From the Department of Cardiac Surgery, University of Ulm, Germany and the *Department of Thoracic and Cardiovascular Surgery, Fulda Medical Center, Fulda, Germany
Background. This paper is a report of our clinical experience with the human growth factor FGF as applied to the ischemic human myocardium.
Methods. After the completion of extensive preliminary animal experiments, the growth factor FGF, obtained from genetically manipulated E. coli bacteria and highly purified, was introduced into aortocoronary bypass surgery as an additional therapeutic agent. A double blind study was carried out on 40 patients with CHD, separated into “growth factor” and control groups, each containing 20 members. All the patients were treated for threefold vascular disease, in each case with an IMA bypass for the LAD and single venous bypasses for the RCX and/ or RCA. In order to bridge over additional peripheral stenoses in the LAD or one of its branches, human growth factor FGF was injected into the myocardium of those in the growth factor group. Twelve weeks later, the IMA bypasses were selectively demonstrated by intraarterial DSA. These angiographs were then quantitatively evaluated.
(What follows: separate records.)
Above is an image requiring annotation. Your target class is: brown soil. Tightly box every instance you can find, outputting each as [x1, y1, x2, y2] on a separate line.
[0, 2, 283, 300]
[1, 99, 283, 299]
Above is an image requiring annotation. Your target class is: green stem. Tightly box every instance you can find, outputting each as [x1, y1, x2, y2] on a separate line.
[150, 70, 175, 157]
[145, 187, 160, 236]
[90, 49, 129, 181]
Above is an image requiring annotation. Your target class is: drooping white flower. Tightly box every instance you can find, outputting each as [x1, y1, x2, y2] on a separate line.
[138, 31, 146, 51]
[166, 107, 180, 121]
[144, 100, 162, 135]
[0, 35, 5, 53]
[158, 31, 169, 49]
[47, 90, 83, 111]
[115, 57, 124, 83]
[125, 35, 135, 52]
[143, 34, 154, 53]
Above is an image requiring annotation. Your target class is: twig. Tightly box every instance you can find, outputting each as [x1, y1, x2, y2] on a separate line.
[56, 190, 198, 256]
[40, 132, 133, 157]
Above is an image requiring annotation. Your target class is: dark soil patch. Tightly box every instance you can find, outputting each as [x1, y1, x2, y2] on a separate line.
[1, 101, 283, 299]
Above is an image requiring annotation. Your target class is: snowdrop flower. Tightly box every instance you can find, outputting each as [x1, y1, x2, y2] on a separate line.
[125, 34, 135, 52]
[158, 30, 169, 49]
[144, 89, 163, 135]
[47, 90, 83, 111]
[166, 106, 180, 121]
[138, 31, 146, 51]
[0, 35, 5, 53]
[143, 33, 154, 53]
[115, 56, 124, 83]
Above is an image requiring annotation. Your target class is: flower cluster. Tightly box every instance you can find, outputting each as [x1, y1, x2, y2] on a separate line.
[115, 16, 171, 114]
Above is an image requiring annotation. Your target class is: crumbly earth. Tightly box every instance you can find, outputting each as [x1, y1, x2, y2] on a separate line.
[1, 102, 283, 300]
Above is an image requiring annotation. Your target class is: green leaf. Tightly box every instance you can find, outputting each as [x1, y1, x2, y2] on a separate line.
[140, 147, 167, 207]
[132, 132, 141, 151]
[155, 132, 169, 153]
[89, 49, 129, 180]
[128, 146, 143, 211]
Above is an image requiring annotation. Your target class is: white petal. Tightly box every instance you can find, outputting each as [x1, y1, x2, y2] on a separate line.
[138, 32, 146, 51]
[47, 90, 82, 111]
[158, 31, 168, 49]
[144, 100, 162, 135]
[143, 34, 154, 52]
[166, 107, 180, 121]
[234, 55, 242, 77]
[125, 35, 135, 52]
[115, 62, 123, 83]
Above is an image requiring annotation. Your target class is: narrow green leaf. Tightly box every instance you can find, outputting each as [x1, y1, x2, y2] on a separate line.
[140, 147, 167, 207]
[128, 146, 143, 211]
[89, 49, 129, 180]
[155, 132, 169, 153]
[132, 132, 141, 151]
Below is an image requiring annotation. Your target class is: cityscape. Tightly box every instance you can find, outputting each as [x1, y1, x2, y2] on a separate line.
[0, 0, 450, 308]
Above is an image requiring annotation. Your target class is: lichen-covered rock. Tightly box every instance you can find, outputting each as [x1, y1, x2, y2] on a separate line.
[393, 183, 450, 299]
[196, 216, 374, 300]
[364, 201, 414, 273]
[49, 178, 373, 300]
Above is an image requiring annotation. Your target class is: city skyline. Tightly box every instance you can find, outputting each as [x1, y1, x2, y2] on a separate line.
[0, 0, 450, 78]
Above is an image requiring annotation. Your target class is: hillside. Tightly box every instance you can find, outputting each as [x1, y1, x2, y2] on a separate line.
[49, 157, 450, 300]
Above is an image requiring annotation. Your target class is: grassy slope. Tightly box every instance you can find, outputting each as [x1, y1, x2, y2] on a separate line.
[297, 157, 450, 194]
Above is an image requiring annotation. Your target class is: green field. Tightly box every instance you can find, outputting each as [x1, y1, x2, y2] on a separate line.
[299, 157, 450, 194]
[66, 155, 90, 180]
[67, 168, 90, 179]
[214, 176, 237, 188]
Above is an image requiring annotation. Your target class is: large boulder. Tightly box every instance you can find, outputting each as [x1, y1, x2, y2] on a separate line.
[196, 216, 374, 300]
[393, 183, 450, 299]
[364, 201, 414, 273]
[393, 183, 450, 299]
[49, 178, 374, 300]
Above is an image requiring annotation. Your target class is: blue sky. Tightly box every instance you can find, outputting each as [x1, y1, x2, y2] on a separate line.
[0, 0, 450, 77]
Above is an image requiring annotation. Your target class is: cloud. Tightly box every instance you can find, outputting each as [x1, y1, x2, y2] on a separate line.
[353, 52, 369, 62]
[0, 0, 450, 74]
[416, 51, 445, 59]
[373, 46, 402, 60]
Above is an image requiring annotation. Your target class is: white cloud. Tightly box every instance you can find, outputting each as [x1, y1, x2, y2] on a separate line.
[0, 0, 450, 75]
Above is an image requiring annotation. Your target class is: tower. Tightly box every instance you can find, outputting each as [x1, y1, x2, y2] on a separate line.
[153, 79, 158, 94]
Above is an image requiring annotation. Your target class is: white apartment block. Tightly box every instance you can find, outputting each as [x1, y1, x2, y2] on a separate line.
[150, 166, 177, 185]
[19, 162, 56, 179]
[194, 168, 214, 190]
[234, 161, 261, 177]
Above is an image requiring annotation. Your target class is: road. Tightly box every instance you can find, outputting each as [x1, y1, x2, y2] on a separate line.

Results. In all patients of the growth factor group, the formation of new vessels could be demonstrated in the region where FGF had been administered, in a manner strictly reminiscent of our experimental results. A capillary net sprouting from the coronary artery and making further connection with this vessel could be demonstrated, and the computer-supported evaluation of the angiographs showed a significant increase in the blood supply of the region of the myocardium injected.
Conclusions. It is therefore our opinion that employment of the human growth factor FGF represents a useful extension to bypass surgery, particularly for patients with an additional peripheral stenosis that cannot be operatively revascularized.